Question

How many molecules of $O_2$ are present in 1 L air containing 80% volume of $O_2$ at STP?

Answer 1

Hint: Given that, 1 L air contains 80% volume of $O_2$
Therefore, find the total volume of $O_2$ present in the air i.e. 80% of 1 L, i.e. 800 ml. Now, we know that 1 mole of any gas at STP contains $6.022\times {10}^{23}$ molecules and occupies a volume of 22.4 litres.
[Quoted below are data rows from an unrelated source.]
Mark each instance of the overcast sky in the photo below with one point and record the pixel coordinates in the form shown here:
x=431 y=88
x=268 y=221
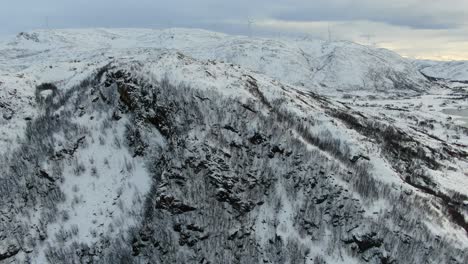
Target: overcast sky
x=435 y=29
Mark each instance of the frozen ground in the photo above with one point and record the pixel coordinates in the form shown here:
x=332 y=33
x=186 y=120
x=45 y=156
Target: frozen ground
x=105 y=183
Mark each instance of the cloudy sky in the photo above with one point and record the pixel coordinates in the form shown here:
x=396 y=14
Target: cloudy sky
x=433 y=29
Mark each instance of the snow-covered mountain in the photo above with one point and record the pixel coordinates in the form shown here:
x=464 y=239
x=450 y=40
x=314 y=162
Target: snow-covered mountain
x=315 y=64
x=449 y=70
x=179 y=146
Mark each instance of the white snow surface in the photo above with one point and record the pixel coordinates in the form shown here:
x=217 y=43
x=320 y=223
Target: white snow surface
x=316 y=64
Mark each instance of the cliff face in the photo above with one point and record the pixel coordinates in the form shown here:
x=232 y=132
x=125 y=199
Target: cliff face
x=157 y=157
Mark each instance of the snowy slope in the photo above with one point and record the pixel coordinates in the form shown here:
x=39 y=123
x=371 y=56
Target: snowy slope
x=150 y=151
x=317 y=64
x=450 y=70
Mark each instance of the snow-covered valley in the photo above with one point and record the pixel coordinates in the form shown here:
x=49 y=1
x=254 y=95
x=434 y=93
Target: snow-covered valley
x=189 y=146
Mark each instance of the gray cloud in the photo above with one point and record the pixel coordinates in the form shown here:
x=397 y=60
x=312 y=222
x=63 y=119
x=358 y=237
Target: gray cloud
x=391 y=21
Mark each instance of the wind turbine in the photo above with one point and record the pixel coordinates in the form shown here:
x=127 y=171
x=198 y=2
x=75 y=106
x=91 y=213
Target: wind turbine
x=250 y=24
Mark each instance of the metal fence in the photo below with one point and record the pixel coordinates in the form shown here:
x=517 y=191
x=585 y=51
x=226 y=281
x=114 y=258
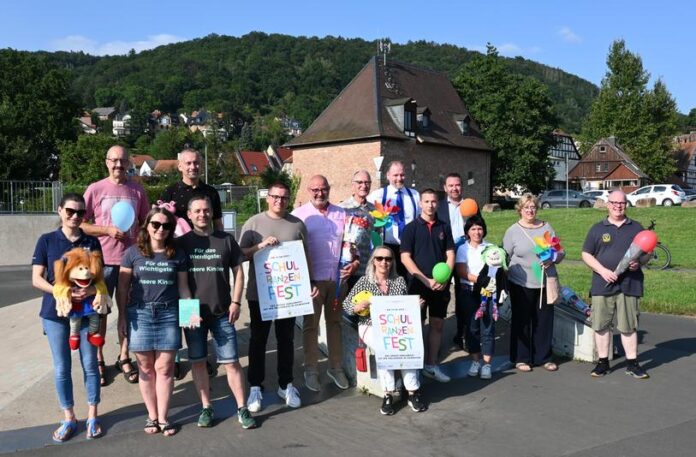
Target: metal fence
x=17 y=197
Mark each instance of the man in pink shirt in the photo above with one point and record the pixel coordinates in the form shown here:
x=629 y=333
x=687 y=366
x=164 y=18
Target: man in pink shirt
x=100 y=197
x=324 y=222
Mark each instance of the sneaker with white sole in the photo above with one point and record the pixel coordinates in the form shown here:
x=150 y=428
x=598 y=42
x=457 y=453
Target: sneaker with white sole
x=474 y=368
x=338 y=377
x=434 y=372
x=312 y=381
x=290 y=395
x=254 y=401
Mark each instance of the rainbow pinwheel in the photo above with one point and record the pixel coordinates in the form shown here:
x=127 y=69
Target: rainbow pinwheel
x=547 y=248
x=384 y=215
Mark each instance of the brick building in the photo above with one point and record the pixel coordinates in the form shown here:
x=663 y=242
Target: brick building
x=391 y=112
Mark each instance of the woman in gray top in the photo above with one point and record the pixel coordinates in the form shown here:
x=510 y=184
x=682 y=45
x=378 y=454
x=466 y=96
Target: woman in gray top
x=532 y=319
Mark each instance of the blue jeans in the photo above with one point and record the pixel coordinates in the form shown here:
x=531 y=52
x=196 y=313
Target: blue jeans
x=224 y=336
x=58 y=332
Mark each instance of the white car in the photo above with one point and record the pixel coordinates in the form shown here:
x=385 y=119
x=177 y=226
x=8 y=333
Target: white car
x=664 y=194
x=598 y=194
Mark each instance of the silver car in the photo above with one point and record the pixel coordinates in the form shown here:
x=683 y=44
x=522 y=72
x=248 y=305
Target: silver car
x=561 y=198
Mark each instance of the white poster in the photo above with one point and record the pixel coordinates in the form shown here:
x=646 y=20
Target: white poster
x=282 y=281
x=397 y=332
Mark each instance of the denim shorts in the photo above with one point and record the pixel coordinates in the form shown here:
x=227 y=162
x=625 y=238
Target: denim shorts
x=153 y=327
x=224 y=337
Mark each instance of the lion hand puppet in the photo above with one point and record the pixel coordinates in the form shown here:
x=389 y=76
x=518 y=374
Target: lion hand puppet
x=79 y=269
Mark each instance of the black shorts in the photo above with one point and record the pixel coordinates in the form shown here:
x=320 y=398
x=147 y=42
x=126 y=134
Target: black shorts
x=435 y=301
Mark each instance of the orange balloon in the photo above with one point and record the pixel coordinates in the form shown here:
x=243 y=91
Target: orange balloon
x=468 y=207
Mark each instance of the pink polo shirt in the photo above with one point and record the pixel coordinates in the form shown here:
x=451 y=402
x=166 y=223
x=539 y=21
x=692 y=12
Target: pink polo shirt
x=324 y=237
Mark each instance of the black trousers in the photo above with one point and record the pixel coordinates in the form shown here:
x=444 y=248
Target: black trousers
x=285 y=333
x=531 y=329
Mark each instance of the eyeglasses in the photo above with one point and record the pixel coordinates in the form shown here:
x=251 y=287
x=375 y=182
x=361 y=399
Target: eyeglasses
x=71 y=212
x=121 y=161
x=166 y=226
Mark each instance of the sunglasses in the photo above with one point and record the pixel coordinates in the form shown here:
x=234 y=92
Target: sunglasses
x=71 y=212
x=166 y=226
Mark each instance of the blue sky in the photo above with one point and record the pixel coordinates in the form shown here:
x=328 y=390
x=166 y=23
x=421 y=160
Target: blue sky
x=572 y=35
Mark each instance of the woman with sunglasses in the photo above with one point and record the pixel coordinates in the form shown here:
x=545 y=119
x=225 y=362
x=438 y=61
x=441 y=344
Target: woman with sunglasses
x=381 y=279
x=152 y=279
x=51 y=247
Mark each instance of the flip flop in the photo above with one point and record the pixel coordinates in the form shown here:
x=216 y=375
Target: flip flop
x=93 y=428
x=66 y=430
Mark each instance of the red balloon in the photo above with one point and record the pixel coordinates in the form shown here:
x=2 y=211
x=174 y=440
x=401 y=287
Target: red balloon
x=468 y=207
x=646 y=240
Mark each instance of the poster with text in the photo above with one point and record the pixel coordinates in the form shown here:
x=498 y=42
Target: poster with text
x=282 y=281
x=397 y=333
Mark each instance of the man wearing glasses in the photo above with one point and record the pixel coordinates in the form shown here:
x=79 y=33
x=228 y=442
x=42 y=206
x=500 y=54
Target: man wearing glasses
x=260 y=231
x=614 y=295
x=100 y=197
x=359 y=219
x=325 y=223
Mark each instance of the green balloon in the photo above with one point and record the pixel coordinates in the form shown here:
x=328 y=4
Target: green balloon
x=441 y=273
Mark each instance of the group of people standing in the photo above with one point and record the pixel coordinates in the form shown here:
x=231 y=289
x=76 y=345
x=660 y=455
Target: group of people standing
x=150 y=270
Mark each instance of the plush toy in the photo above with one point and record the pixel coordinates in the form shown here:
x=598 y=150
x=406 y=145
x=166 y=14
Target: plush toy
x=81 y=268
x=182 y=227
x=492 y=280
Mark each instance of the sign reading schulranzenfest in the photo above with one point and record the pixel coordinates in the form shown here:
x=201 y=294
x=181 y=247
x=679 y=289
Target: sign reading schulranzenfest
x=397 y=332
x=282 y=281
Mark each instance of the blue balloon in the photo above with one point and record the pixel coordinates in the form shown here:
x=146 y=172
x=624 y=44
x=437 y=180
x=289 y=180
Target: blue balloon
x=123 y=215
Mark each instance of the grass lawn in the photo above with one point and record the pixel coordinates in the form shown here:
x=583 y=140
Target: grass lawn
x=671 y=291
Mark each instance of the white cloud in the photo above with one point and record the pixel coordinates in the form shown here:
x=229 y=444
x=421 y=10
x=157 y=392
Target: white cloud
x=116 y=47
x=569 y=36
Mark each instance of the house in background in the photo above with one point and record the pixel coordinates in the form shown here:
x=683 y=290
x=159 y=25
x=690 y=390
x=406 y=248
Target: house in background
x=606 y=166
x=394 y=111
x=563 y=156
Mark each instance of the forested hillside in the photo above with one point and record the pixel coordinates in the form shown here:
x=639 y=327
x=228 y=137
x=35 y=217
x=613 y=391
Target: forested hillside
x=259 y=74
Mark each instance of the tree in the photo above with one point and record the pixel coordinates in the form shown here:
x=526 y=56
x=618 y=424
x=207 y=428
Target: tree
x=643 y=120
x=516 y=117
x=36 y=114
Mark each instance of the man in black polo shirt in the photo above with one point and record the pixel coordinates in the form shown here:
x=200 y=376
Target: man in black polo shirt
x=181 y=192
x=425 y=242
x=612 y=294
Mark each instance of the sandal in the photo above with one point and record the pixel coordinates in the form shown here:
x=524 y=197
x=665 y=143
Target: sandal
x=523 y=367
x=550 y=366
x=168 y=429
x=93 y=428
x=102 y=373
x=66 y=430
x=151 y=426
x=131 y=375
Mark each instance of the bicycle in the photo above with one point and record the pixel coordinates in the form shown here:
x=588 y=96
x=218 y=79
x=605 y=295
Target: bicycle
x=661 y=258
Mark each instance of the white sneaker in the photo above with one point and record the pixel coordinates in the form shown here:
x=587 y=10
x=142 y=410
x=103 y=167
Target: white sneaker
x=474 y=368
x=290 y=395
x=254 y=401
x=434 y=372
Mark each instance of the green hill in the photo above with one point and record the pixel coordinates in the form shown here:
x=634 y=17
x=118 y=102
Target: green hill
x=261 y=74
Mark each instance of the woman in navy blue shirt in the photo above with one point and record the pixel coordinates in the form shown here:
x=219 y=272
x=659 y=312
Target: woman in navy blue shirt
x=51 y=247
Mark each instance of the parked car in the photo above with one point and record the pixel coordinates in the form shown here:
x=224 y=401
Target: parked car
x=598 y=194
x=664 y=194
x=690 y=194
x=557 y=199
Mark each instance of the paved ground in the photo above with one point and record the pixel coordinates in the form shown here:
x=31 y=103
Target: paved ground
x=534 y=414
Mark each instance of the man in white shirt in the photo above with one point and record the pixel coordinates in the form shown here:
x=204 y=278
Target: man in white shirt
x=408 y=202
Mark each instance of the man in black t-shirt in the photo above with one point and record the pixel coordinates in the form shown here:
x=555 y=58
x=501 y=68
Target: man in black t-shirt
x=181 y=192
x=212 y=254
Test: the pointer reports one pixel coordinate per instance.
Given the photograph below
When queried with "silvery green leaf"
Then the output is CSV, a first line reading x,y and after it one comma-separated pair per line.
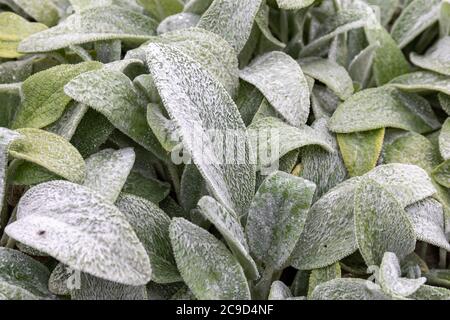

Hence, find the number of molecules present in 800 ml of oxygen gas at STP.

Formula used:
1 mole = $6.022\times {10}^{23}$
1 mole of any gas at STP, occupies a volume of 22.4 litres (22400 ml).

Complete step by step answer:
Given that, 1 L air contains 80% volume of $O_2$
Therefore, total amount of oxygen present in 1 L (1000 ml) air is $=1000\times {\displaystyle \frac{80}{100}}=800\text{ ml}$
Now, we know that 1 mole of any gas at STP, occupies a volume of 22.4 litres (22400 ml).
Hence, 22400 ml of $O_2$ gas in STP, contains $6.022\times {10}^{23}$ molecules of $O_2$.
1 ml of oxygen gas in STP contains $={\displaystyle \frac{6.022\times {10}^{23}}{22400}}$ molecules of oxygen.
800 ml oxygen gas in STP contains
$$={\displaystyle \frac{6.022\times {10}^{23}}{22400}}\times 800$$ molecules of oxygen
$$={\displaystyle \frac{6.022\times {10}^{23}}{\text{224}}}\times 8$$ molecules of oxygen
$$={\displaystyle \frac{6.022\times {10}^{23}}{\text{28}}}$$ molecules of oxygen
$$=2.15\times {10}^{23}$$ molecules of oxygen
Hence, number of $O_2$ molecules present in 1 litre air containing 80% volume of $O_2$ at STP, is $$2.15\times {10}^{23}$$. (answer)

Note: We know that, 1 mole of any gas at STP occupies a volume of 22.4 litres (22400 ml).
Also, 1 mole of any substance contains $6.022\times {10}^{23}$ number of molecules, which is called the Avogadro’s Number. Therefore 22.4 litres of oxygen at STP contains $6.022\times {10}^{23}$ oxygen molecules.